Manuel : En tout cas, c’était espéré. Tu ne sais jamais. J’ai vu beaucoup trop d’artistes être persuadés d’avoir raison contre vents et marées, faire des combats qu’ils n’étaient pas capables de mener, faire des mauvais disques en étant persuadés que c’est eux qui avaient raison, etc. Finalement, il n’y a qu’une chose qui compte à la fin. Il y a des disques qui sont sortis il y a vingt ans qui ont eu un énorme succès et si on les sortait aujourd’hui, ça ne marcherait pas, et inversement. Il y a un timing dans la création artistique qui fait que quelque chose qui peut sonner très bien à tes oreilles peut être complètement ringard à celles d’un autre. The Old Dead Tree est un groupe qui demande énormément d’énergie. Il y a un travail dans la composition qui est très énergivore, c’est-à-dire que nous nous investissons dans le moindre détail. Il y a très peu de place pour le rock n’ roll dans notre musique. Donc se donner tant de mal, juste pour se satisfaire soi-même… Si on ne trouve pas derrière un public avec lequel partager ça, on perd quand même une grande partie du plaisir. C’était donc ni surprenant, ni pas surprenant, c’était ce pour quoi nous avions travaillé. C’est vrai que la pluie a été un petit plus, mais en arrivant au Hellfest, nous savions, par exemple, que le label était confiant. Maintenant, nous travaillons avec Base Productions qui est un gros tourneur qui s’occupe de Meshuggah, de Devin Townsend, etc. et qui avait aussi envie de travailler avec nous. Nous étions donc déjà sur un niveau de confiance dans ce que nous allions proposer qui était important.
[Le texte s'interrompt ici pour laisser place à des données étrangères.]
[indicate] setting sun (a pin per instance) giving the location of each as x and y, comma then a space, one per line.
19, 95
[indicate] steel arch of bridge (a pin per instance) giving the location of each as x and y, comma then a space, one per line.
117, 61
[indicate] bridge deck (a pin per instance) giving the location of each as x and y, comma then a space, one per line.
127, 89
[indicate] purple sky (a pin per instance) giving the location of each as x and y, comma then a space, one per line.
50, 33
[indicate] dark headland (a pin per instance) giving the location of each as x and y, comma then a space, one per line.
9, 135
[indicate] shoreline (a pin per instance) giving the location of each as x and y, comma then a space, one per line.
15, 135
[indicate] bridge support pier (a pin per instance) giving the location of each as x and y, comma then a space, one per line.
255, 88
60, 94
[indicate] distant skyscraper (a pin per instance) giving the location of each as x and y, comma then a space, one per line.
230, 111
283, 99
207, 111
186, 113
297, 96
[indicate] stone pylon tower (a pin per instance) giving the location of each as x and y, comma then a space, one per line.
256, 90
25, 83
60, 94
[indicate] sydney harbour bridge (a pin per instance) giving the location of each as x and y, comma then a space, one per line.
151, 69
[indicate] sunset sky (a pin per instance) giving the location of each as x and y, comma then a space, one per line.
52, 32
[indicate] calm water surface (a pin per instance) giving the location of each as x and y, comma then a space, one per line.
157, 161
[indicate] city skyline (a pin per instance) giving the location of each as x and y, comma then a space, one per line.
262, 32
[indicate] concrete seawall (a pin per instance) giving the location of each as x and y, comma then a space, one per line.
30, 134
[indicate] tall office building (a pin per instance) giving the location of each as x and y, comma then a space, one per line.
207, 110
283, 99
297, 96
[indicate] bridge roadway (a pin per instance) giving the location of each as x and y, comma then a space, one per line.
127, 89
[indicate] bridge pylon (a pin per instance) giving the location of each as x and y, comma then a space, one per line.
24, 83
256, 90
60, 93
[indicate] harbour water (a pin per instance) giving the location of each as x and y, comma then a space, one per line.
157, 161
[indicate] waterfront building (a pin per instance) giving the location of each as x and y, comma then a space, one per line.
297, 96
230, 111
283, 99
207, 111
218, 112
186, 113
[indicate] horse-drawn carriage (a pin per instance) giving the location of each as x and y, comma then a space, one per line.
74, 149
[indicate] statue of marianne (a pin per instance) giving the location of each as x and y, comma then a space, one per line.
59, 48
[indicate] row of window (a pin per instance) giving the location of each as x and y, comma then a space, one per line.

« Dans le premier chapitre du groupe, nous avions énormément d’idées, mais très peu de moyens pour les concrétiser. Cette fois, nous avons pu vraiment nous ‘lâcher’. »
Vous avez tous eu des projets différents pendant la période de séparation. Raphaël [Antheaume] était dans Penumbra, Gilles [Moinet] a repris Lux Incerta, Nicolas tu étais dans Ommatidia, et toi Manuel bien sûr dans Arkan. Lorsque nous avons eu Gilles en interview, il est revenu assez longuement sur les années The Old Dead Tree en parlant de l’aspect professionnel, tiré aussi par les aspirations que vous aviez pour ce projet. Avez-vous eu l’impression d’avoir eu un « nouveau groupe » en quelque sorte, avec un niveau bien différent de la part de chaque musicien, quand vous vous êtes remis à la composition et à l’enregistrement de cet album ?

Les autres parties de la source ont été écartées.